A minha mãe diz: -- Sim, fomos a casa dessa senhora que quer dar os livros para o Banco Alimentar reciclar.
A minha mãe gere uma pequena loja associada à igreja daqui e que entre outras coisas distribui comida doada pelo Banco Alimentar, todos os meses lá vai a carrinha da loja ao armazém do banco buscar as paletes com bens alimentares que muitas pessoas doam no supermercado, depois, o meu pai, a minha mãe e mais alguns voluntários fazem as listas, marcam dois dias do mês, avisam quem tem direito a receber a ajuda e distribuem-na, eu sou sempre céptico, digo: -- Vocês não recebem pelo vosso trabalho mas as directoras do Banco e a presidente, o contabilista do Banco, o dono da sonae e do pingodoce, todos esses recebem, depois temos casos de paletes de azeite pesadas ao kilo e embalagens de vidro, mais pesadas mas só com meio-litro de azeite! em vez dos vulgares 75 centilitros.
O meu pai concorda mas acaba por ser pragmático e quem se lixa é o carenciado que recebe menos azeite, ele já disse à doutora do Banco quando ela veio à loja isso mesmo mas ela não quis saber, por isso e quando se falou hoje em entregar livros para o Banco estragar, eu disse:
-- Eheh, já tenho que fazer hoje: vou à venda roubar ums livros ao Banco Alimentar eheheh.
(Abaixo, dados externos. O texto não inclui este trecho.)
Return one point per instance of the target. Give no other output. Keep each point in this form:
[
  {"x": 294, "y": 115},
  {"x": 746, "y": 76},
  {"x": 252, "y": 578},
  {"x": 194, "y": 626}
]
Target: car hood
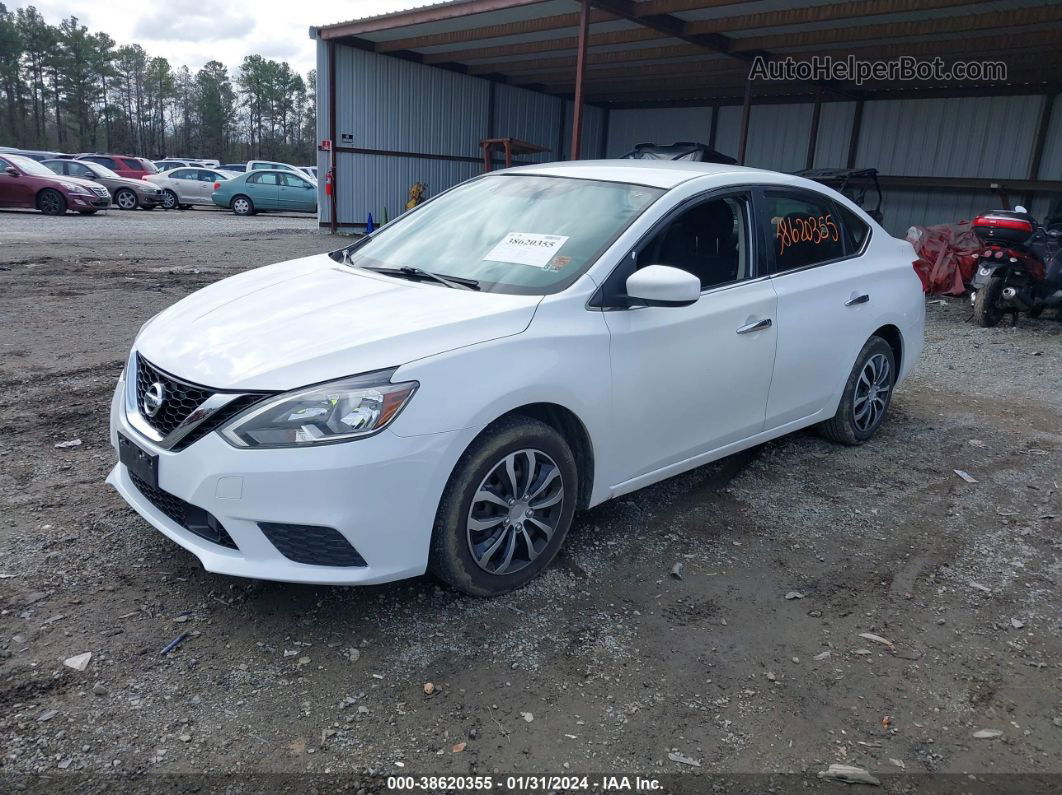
[
  {"x": 313, "y": 320},
  {"x": 129, "y": 182}
]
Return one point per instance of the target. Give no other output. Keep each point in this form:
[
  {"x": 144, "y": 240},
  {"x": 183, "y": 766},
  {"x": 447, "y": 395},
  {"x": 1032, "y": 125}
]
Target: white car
[
  {"x": 444, "y": 394},
  {"x": 185, "y": 187}
]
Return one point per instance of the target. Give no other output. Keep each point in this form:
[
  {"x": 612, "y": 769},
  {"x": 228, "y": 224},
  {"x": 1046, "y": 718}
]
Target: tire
[
  {"x": 493, "y": 546},
  {"x": 242, "y": 205},
  {"x": 988, "y": 311},
  {"x": 51, "y": 202},
  {"x": 126, "y": 199},
  {"x": 867, "y": 395}
]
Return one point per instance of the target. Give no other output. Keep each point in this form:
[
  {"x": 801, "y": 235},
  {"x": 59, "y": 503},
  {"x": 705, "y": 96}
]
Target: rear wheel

A minha mãe que sabe do meu vicio por livros, sorriu e disse: -- hoje não é bom dia, os livros ainda estão na garagem da loja...
-- Está bem, disse eu.
Depois o almoço continuou: cozido à portuguesa: a minha mãe disse: -- Esta comida é boa mas faz mal!
-- Porquê, mãe, desarranja-te os intestinos?
-- Não, a gente fica enfartada.
-- Quando se come bem... Sabes do que me lembrei? Olha, do Zé, o Zé tem azar, arranjou emprego como servente, ao segundo dia aleijou-se no ombro, depois teve covid, meteu baixa, ontem recebeu a carta para o fundo de desemprego...
-- Ele não tem direito a subsídio...
-- Eles mandaram na mesma, mas como não accionaram o seguro, o Zé diz que vai na 3a-feira à ACT fazer queixa.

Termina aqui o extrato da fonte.